Ainsi, la migration des campagnes vers les villes modifie cette biologie locale. Un peu partout, les femmes rurales qui ne rapportaient peu ou pas de malaises commencent à s’en plaindre une fois en ville. Dans le même ordre d’idées, les Japonaises sont plus nombreuses aujourd’hui à rapporter des bouffées de chaleur, symptôme très marginal dans les années 1980, conséquence possible de l’occidentalisation du régime alimentaire au Japon. Longtemps, la kônenki, qui désigne le vieillissement du Japonais, quel que soit son sexe, y était bien vécue. En 1986, l’arrêt des règles n’était d’ailleurs pas significatif de la ménopause pour une femme sur quatre. «Au mitan de leur vie, explique Margaret Lock, les Japonaises vivent un changement social important: leur rôle s’intensifie dans la cellule familiale. Elles doivent prendre en charge l’accueil et le soin des parents âgés. Elles aident également à l’éducation des petits-enfants et sont, de ce point de vue, toujours considérées comme fécondes car, au Japon, l’activité reproductrice n’est pas liée à l’enfantement, comme en Occident, mais à l’éducation des enfants. Les Japonaises s’attendent à ce que leur existence prenne un sens dans ce qu’elles accomplissent pour les autres et non pour elles-mêmes.
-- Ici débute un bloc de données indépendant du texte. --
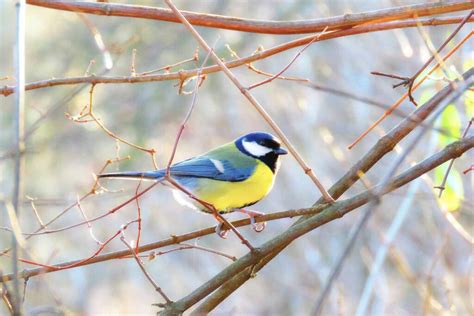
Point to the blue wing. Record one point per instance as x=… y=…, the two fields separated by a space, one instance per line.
x=198 y=167
x=203 y=167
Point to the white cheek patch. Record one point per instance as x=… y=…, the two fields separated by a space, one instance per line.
x=218 y=164
x=255 y=149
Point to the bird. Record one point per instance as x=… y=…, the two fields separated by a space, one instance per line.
x=228 y=178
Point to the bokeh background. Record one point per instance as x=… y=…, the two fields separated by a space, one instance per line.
x=429 y=260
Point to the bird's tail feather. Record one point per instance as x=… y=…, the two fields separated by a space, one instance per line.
x=148 y=175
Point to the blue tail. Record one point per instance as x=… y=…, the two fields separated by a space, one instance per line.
x=148 y=175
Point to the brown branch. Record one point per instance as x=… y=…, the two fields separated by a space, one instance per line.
x=412 y=79
x=329 y=213
x=375 y=154
x=442 y=186
x=257 y=106
x=378 y=151
x=259 y=26
x=454 y=150
x=185 y=74
x=145 y=272
x=405 y=95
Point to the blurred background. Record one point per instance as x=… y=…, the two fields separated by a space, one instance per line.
x=429 y=268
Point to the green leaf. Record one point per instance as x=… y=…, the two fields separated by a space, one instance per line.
x=469 y=103
x=450 y=122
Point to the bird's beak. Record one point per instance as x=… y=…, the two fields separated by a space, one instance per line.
x=280 y=151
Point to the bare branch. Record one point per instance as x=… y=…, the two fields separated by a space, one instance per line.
x=184 y=74
x=259 y=26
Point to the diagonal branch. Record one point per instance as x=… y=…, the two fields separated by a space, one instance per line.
x=185 y=74
x=259 y=26
x=258 y=107
x=378 y=151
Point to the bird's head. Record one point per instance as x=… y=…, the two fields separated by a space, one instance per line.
x=262 y=146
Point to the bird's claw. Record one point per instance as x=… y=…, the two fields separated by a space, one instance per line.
x=257 y=227
x=221 y=232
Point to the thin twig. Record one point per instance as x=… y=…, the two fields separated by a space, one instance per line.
x=145 y=272
x=376 y=195
x=330 y=213
x=442 y=186
x=183 y=74
x=316 y=38
x=345 y=21
x=412 y=79
x=382 y=74
x=383 y=146
x=405 y=95
x=19 y=132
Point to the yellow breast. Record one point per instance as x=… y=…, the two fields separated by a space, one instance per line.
x=228 y=195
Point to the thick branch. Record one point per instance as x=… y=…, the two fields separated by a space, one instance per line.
x=332 y=212
x=378 y=151
x=260 y=26
x=185 y=74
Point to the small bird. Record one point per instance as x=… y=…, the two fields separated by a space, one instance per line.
x=230 y=177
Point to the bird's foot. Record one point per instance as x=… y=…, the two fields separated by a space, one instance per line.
x=257 y=227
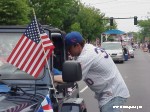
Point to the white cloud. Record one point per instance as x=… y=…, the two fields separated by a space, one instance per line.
x=123 y=9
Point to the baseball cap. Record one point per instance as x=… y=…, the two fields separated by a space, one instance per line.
x=73 y=38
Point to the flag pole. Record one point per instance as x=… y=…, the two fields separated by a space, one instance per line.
x=53 y=86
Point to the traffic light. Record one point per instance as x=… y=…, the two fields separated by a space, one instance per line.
x=135 y=20
x=111 y=21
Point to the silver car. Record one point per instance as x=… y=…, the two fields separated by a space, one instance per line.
x=114 y=49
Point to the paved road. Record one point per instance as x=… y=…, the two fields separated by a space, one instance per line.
x=136 y=73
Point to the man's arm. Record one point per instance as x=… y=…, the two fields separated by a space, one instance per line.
x=58 y=78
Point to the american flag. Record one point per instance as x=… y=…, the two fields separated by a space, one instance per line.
x=32 y=50
x=46 y=105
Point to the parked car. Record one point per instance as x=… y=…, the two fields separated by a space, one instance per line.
x=115 y=50
x=24 y=93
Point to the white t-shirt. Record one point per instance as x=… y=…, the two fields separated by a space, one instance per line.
x=101 y=74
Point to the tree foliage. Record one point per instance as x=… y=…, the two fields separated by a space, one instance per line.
x=14 y=12
x=68 y=15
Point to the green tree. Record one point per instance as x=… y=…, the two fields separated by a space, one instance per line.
x=14 y=12
x=52 y=11
x=145 y=28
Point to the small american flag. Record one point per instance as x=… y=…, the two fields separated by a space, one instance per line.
x=46 y=105
x=32 y=50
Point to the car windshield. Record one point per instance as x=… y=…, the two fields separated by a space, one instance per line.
x=111 y=46
x=8 y=71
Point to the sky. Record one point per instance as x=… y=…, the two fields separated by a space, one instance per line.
x=123 y=9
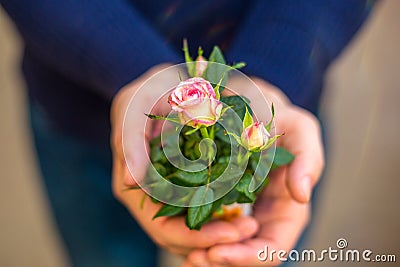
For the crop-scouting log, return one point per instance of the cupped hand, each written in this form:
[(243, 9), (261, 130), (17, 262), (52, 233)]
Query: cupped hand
[(170, 233), (283, 209)]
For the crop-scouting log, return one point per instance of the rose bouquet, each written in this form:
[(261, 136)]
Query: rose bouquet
[(217, 157)]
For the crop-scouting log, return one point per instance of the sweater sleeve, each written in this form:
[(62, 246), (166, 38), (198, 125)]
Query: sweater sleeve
[(101, 44), (291, 43)]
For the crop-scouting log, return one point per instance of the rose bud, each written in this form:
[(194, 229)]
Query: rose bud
[(255, 136), (201, 65), (232, 211), (196, 102)]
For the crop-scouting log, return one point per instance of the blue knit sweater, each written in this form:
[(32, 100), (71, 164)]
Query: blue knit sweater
[(79, 53)]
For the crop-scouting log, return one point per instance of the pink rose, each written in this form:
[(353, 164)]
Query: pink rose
[(255, 136), (201, 65), (196, 102)]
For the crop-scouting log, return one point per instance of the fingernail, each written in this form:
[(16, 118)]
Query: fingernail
[(306, 188)]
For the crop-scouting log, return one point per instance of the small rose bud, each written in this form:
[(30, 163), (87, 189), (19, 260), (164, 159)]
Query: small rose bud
[(196, 102), (201, 65), (255, 136)]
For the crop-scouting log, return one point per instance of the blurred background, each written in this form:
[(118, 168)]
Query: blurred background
[(358, 199)]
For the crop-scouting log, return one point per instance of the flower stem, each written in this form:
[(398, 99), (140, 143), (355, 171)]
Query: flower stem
[(204, 132)]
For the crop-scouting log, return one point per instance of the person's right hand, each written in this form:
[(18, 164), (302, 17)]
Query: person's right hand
[(168, 232), (282, 209)]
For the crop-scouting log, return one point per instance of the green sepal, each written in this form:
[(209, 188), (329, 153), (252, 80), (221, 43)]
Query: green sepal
[(169, 210), (161, 118), (268, 126)]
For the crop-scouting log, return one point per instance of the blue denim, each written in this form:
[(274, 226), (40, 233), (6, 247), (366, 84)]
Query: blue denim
[(97, 230)]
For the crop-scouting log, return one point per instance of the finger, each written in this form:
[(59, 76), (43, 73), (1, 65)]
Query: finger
[(303, 139), (277, 233), (214, 232)]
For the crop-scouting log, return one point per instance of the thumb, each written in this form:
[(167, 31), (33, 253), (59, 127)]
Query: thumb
[(303, 138)]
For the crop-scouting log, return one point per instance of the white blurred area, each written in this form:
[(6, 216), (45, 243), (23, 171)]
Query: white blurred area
[(358, 199)]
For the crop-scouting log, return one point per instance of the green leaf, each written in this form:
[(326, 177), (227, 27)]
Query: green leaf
[(231, 197), (169, 210), (160, 169), (190, 178), (191, 131), (217, 170), (247, 120), (156, 155), (268, 126), (216, 89), (198, 215), (171, 118), (217, 56), (243, 188), (282, 157), (238, 104)]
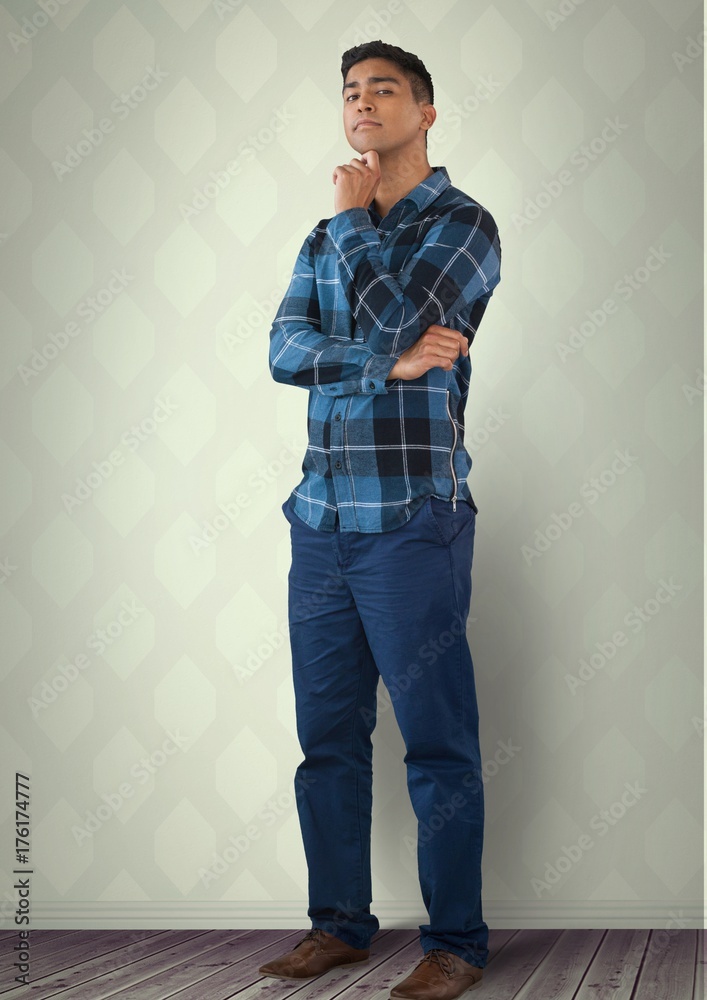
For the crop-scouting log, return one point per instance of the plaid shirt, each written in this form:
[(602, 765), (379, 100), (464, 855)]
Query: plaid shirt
[(363, 290)]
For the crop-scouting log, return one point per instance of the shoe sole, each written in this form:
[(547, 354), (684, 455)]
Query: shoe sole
[(313, 975)]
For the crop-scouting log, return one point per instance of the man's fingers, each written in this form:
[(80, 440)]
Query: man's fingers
[(448, 336)]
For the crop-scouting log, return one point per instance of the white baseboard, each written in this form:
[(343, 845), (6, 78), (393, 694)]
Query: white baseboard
[(522, 914)]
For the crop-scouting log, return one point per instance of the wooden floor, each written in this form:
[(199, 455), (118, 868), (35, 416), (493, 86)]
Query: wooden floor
[(215, 965)]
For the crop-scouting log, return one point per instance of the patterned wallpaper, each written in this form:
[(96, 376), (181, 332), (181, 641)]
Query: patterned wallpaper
[(161, 163)]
L’arrêt des règles n’est donc pas un symbole très puissant.»
Libérée, délivrée
La façon dont on envisage le vieillissement, notamment féminin, et la place des femmes dans la société est déterminante pour comprendre comment celles-ci vivent leur ménopause. Chez les Lobis du Burkina Faso, elles accèdent à ce moment-là au statut de terkun («femme-homme») qui les autorise à communiquer avec les ancêtres et à procéder aux rituels sacrés. C’est une promotion sociale. L’anthropologue Michèle Cros raconte son séjour dans cette communauté: «Les femmes sont menstruées tard, vers 16 ou 17 ans, et ont beaucoup d’enfants, qu’elles allaitent longtemps. J’étais stupéfaite de les entendre énumérer leurs cycles! Leur arrêt est donc discret, mais ouvre devant elles tout un champ de possibilités. L’espérance de vie est courte, et vieillir est une grâce.»
Peu d’études s’intéressent à la façon dont les Amérindiennes vivent leur ménopause, note Marie-Pierre Bousquet, anthropologue spécialiste des peuples algonquins. Dans une vision holistique et cyclique du monde, qui définit la santé comme étant d’abord relationnelle (tant qu’on rit, tout va bien!), l’enjeu de cette période, pour elles, serait de se maintenir en équilibre. La ménopause serait plutôt tabou et n’améliorerait pas vraiment le statut des femmes. Toutefois, celles-ci y gagneraient en liberté de parole. Dégagées des contraintes de la maternité, elles n’ont plus besoin des hommes et peuvent assister à tous les rituels, explique Mme Bousquet. Elles s’autorisent à faire des blagues beaucoup plus crues. Elles se disent: “Maintenant, je fais ce que je veux!”»
Renverser la vapeur
La réalité physiologique de la ménopause est aussi indéniable qu’incontournable. Notre corps vieillissant se transforme et, espérons-le, nous aurons toutes la chance de passer par là. Mais soyons conscientes de la façon dont notre «biologie locale» et les discours hérités de longue date façonnent notre expérience. Depuis peu, ça bouge. Fictions, documentaires, créations artistiques éclatent joyeusement le cadre purement clinique. Et si, à l’instar de l’anthropologue Susan Mattern, qui attribue à la ménopause la survie de notre espèce en organisant un indispensable transfert de ressources entre générations, nous la voyions autrement que comme un paquet de troubles?